Divorce rates are declining but, alas, so are marriage and birth rates. Wealthy countries whose birth rates fall too low risk falling short of the creation mandate to be fruitful and multiply, and so put their economic growth at risk. People are good for the planet. Human flourishing requires humans, and we need an economic and political environment that supports work.
Turbulent Unemployment Rates
Workers had a much tougher time in the 1970s. Unemployment reached a high of 9% in 1975. Any occasion in an economy when there are large numbers of employees who cannot find work brings social and political pressure for solutions. Looking to the 1970s and today, we often see that these policy solutions often harm the very people they intend to support and grow the size of the government at all levels, which is a promise for a less dynamic economy both now and in the future. In February 2020, prior to COVID-19 lockdowns, U.S. unemployment was the lowest it had been, particularly for African Americans and Latinos, in 40 years. The pandemic erased that success, with a 14.7% unemployment level in April of 2020 during the worst part of the lockdowns. But U.S. unemployment has rebounded as the economy has reopened. The 1970s represented persistent levels of higher unemployment, something to keep in mind.
Julian Simon explained human capital the best—people are not just mouths to feed but hands to work. Human capital is the most essential type of capital because it’s the source of ideas and innovation. When we see an economy with people willing to work but who cannot find jobs, there is cause for concern. But that is not what we are seeing now.
The Misery Index
The Misery Index, aptly named, combines levels of unemployment with inflation that gives us some sense of the quality of life for ordinary people. Inflation represents the decline in the dollar’s purchasing power, and growing levels of inflation hurt those toward the bottom of the income distribution the most. The Misery Index experienced a large increase over the 1970s, reaching its all-time peak of 21.9% in 1980, a significant jump from 11.67% in 1970.
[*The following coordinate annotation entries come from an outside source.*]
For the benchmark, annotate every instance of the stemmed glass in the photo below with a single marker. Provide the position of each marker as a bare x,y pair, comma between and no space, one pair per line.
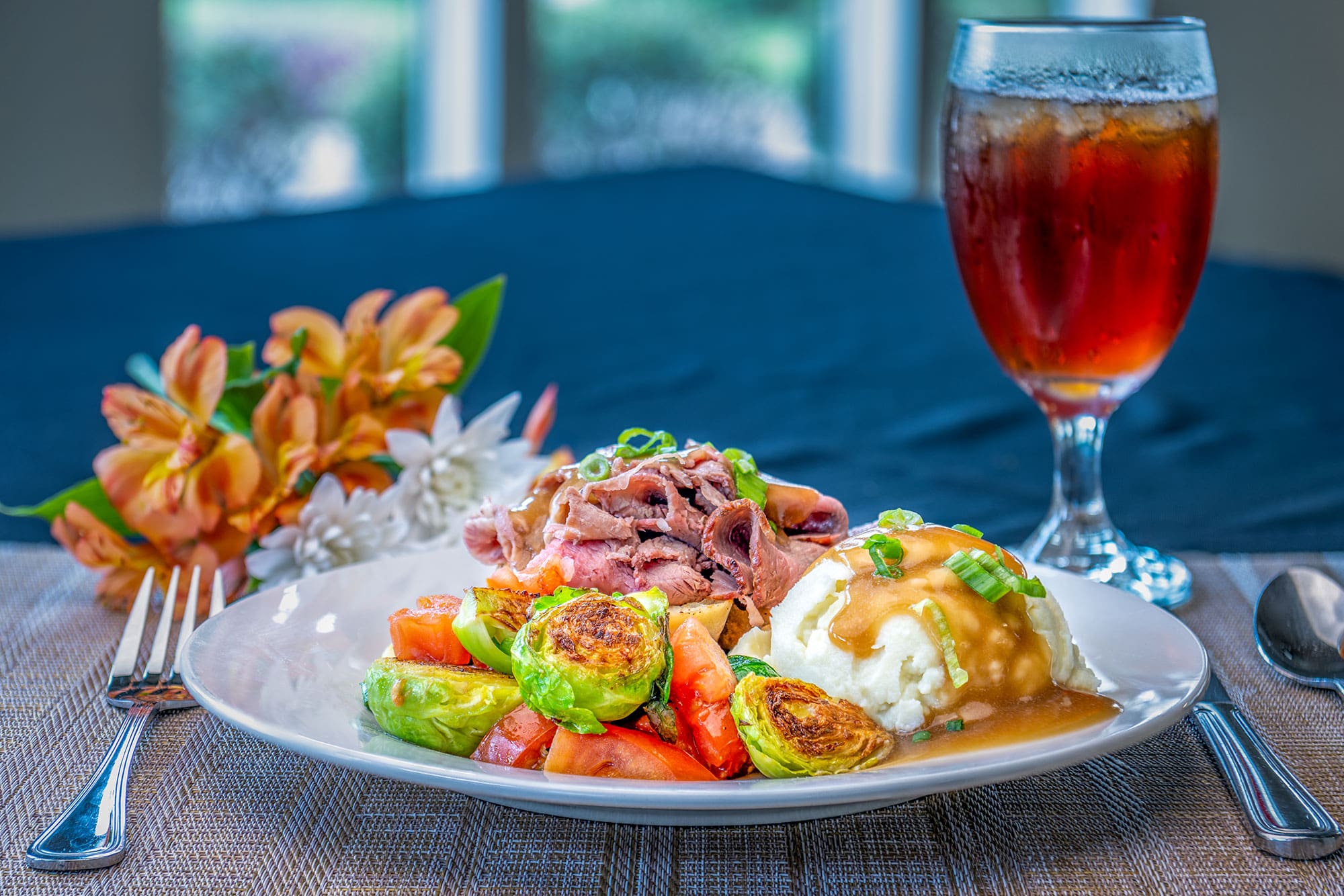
1080,169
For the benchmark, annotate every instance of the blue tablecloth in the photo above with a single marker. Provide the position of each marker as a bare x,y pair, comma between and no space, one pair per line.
825,332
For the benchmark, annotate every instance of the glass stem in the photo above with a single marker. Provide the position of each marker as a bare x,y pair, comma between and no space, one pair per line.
1079,441
1079,530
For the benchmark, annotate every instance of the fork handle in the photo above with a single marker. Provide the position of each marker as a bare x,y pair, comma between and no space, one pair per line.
1284,819
92,831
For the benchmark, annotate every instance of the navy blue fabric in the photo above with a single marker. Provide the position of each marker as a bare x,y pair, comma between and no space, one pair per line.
825,332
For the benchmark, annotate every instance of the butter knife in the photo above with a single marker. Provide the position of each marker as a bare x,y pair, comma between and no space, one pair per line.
1282,815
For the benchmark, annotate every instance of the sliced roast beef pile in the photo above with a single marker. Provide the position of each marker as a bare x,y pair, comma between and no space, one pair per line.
671,522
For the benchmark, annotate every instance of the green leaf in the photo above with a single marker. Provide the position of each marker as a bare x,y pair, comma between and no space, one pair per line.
241,362
245,388
88,495
143,370
471,338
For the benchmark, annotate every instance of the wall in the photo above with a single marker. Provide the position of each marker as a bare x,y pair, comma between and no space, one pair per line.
81,116
1280,84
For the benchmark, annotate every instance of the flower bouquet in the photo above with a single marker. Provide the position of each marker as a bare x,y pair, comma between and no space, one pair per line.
346,447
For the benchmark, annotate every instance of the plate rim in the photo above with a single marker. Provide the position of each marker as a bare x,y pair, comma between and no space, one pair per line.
755,795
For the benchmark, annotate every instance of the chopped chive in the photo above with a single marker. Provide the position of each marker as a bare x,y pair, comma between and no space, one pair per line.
900,519
950,644
655,443
995,568
986,585
595,468
882,549
747,478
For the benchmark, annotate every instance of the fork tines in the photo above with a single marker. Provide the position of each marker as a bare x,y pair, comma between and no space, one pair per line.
128,649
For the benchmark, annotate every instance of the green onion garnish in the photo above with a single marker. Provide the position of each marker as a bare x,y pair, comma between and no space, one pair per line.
900,519
882,549
1032,588
747,476
561,596
976,577
655,443
744,667
947,641
595,468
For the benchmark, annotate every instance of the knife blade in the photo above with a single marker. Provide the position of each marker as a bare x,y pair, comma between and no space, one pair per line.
1282,815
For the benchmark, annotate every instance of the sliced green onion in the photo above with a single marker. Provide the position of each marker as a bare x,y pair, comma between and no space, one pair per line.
655,443
950,644
1032,588
595,468
882,549
747,476
744,667
561,596
976,577
900,519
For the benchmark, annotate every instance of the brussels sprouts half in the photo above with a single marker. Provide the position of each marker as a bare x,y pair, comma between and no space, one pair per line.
437,706
487,624
587,658
794,729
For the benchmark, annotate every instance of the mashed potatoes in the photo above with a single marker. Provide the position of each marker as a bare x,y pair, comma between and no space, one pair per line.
902,679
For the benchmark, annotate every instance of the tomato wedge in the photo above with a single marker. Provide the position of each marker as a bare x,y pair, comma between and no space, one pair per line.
702,683
518,740
425,633
685,737
622,753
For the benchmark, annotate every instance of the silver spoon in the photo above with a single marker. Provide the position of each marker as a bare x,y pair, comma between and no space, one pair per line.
1300,628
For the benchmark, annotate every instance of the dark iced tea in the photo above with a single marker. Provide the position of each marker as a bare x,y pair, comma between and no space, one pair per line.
1081,233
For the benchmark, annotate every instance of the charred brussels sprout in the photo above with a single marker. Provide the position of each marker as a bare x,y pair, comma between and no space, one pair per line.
794,729
436,706
489,623
585,658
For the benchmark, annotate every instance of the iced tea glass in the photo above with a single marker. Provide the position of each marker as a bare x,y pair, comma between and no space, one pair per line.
1080,167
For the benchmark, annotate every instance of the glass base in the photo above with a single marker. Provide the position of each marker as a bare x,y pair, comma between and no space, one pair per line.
1103,554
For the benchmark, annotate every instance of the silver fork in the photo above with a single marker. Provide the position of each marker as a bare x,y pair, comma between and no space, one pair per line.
92,831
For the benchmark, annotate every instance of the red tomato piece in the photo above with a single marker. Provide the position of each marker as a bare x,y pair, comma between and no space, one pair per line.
702,683
425,633
518,740
685,735
700,667
622,753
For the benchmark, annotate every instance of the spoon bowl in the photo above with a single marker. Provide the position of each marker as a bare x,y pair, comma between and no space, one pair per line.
1300,628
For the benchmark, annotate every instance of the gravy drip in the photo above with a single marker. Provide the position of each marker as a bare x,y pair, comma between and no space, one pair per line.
1010,695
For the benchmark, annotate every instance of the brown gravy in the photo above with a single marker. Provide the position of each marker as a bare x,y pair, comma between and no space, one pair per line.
1010,695
1052,713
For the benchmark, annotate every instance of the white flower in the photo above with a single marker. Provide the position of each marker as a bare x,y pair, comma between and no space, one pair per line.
333,531
448,475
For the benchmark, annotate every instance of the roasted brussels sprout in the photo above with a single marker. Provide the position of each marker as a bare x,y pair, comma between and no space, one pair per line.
794,729
437,706
489,623
587,658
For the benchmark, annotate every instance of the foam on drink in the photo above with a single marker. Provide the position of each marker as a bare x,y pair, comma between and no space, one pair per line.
1081,230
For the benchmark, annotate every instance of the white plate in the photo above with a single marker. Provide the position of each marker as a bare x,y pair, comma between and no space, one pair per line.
286,666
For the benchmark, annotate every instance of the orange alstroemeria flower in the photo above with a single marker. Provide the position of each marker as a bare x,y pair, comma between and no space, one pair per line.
124,565
396,354
175,478
284,431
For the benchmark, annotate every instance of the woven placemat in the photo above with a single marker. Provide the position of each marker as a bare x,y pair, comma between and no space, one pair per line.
216,812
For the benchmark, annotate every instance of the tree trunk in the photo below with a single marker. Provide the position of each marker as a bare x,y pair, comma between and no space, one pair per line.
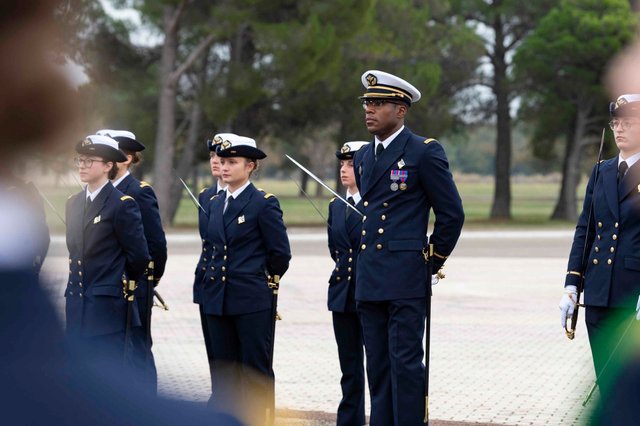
165,134
566,206
501,207
185,163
The index was turbulent during the 1970s, rising to 19.90 percent in 1975 then dropping and rising again around 1978. Even the Great Recession did not have the impact on the Misery Index that the decade of the 1970s did. In 2006 it sat at 5.71%, and by 2011 was 12.73%. From 2015 to 2019, it hovered near 5%, and then the COVID-19 pandemic and its accompanying policy responses were unleashed on the economy. In April 2020, the Misery Index reached 15% and now sits around 11.48%—half its 1970s peak. Even a global pandemic that induced politicians on both the right and left to usher in unprecedented levels of tyranny, including lockdowns of businesses, churches, and schools, did not raise unemployment and inflation to 1970s levels.
What the COVID-19 pandemic, the Great Recession, 9/11, or any other crisis, whether natural or manmade, reveals is that the more things change, the more they stay the same. Tyranny waits for a crisis; it always has. Economic freedom and economic growth insulate us from the unmitigated growth of power. That is the largest difference between today and the 1970s—we are all richer.